We were back at the sale rack trying on, commenting, sharing honestly about what looked great and not so great on one another. Such comfort can be found in honest, truthful opinions. “No… that pink does not do wonders for your skin colour. That blue is perfect for you. Try the smaller size,” etc. I crave this honesty, this truthful loving kindness, and am sure others do too.

The last thing I want is to add more clutter to my already full wardrobe.

We were ready to to leave with purchases in hand, the sales lady commented on how much fun we seemed to have. Our familiarity and love for one another is like the smell of chocolate chip cookies after a hard day of school— delicious, satisfying and comforting.

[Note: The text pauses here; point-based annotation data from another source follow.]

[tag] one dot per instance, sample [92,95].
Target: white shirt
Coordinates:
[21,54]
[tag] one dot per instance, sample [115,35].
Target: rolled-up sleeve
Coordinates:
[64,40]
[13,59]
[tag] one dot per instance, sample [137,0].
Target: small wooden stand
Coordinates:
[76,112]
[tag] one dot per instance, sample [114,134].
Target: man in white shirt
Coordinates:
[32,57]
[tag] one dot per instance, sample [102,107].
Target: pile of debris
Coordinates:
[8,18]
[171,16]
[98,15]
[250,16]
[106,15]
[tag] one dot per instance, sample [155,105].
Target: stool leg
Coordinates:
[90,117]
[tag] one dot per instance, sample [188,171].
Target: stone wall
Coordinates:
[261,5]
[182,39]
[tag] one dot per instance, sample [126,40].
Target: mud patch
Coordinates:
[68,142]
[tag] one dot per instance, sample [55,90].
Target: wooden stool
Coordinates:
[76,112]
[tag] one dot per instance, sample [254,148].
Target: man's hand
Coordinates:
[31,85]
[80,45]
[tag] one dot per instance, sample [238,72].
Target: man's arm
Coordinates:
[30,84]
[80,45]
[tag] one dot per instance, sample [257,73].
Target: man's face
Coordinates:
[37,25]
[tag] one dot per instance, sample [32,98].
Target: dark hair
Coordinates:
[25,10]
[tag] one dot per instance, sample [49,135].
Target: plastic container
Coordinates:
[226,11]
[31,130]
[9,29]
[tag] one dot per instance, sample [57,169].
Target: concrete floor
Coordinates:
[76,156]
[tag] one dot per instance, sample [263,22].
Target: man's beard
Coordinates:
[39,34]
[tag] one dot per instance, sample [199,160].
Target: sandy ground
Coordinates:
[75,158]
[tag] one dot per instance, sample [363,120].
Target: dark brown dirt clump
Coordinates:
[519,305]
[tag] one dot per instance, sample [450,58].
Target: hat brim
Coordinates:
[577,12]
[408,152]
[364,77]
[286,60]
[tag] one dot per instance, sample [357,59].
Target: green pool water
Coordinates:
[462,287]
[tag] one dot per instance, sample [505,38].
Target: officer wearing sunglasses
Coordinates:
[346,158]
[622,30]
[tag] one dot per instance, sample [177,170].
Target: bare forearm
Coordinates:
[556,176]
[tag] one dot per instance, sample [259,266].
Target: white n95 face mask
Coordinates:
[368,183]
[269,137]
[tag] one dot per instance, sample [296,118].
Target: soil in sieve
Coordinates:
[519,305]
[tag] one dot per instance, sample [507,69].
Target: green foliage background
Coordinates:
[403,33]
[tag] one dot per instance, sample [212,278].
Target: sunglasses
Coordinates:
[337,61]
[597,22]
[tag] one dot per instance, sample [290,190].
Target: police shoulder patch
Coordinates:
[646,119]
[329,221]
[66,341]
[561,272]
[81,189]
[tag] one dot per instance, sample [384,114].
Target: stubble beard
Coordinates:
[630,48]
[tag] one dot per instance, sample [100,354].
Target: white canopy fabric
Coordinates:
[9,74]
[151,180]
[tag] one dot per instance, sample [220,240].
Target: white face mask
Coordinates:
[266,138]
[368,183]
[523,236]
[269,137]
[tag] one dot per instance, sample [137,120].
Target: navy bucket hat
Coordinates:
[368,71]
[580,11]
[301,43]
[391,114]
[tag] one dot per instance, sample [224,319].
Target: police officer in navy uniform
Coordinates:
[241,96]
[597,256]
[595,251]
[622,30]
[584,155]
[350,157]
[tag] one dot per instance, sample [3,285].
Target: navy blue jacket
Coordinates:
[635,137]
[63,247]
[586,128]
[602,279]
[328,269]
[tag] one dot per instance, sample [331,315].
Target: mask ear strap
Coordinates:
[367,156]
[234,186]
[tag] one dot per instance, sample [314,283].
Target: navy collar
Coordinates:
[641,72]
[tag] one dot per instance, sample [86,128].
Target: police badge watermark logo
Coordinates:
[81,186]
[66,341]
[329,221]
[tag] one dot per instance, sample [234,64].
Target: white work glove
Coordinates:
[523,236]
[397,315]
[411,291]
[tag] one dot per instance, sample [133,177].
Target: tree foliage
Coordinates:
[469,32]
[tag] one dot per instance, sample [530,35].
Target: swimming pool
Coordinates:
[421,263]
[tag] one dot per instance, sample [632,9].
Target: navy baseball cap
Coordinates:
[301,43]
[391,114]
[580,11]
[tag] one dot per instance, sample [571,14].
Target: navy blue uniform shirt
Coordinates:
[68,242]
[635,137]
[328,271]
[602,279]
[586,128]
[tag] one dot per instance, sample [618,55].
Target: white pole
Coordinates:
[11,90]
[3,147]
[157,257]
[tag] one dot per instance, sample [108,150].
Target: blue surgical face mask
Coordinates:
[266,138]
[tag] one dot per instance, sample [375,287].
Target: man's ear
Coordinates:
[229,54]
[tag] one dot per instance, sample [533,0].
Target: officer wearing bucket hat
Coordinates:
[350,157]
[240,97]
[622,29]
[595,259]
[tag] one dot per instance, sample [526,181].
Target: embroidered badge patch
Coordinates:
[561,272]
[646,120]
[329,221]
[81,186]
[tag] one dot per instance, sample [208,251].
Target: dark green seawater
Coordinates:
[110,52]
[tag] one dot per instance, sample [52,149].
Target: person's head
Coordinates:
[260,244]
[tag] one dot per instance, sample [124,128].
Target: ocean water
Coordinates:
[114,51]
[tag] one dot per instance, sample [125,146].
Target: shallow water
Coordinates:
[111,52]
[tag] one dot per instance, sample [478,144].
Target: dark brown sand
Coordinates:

I spot one more top just before leaving, throw it on quickly, wrinkle my nose not wanting to ponder yet another purchase. I need more clothing like I need my feet to grow more (I am a size 42.5). I was going to put it back, claiming I really did not need it, nor did I think it looked really good on me.,Jessica proclaimed with authority, “You must have body dysmorphia. That looks amazing on you; you are a fool if you do not get it.” As in, “Buy it,” and also, “See that you look great!” I don’t often see this truth when I am alone. I need others to remind me of what I look like, and what I look good in.

I believe we all have this body dysmorphia to some degree, some more than others.
We look in a mirror hoping for the truth; thinking that the image reflected back to us in our own dysfunctional self-judgmental mind is accurate.
It is not.
We see a myth.
A lesser version of our beautiful, magnificent selves.
Our thinking gets in the way of seeing our beauteous selves.

The real mirrors are the ones who love us, and know us best— or sometimes, a complete stranger, who can can see us and is objective and kind. We need to trust others to see us clearly, and reflect back to us what they see, when we ourselves are not doing such a good job.

We need to clean up our internal self-judgments that get in the way of clear self-seeing. This goes back to my first blog post— judgement, criticism, and comparison do not help us when we look in the mirror. These thoughts distort the the truth, distort our true beauty— and our appreciation of that beauty— and create body dysmorphia.

If only we could spray a little windex (or vinegar and water!) on our own perception, we could do a lot to clean up our own story… and our culture’s body-dysmorphic thinking.

May we all continue to learn to love our bodies as they are, and as they were created.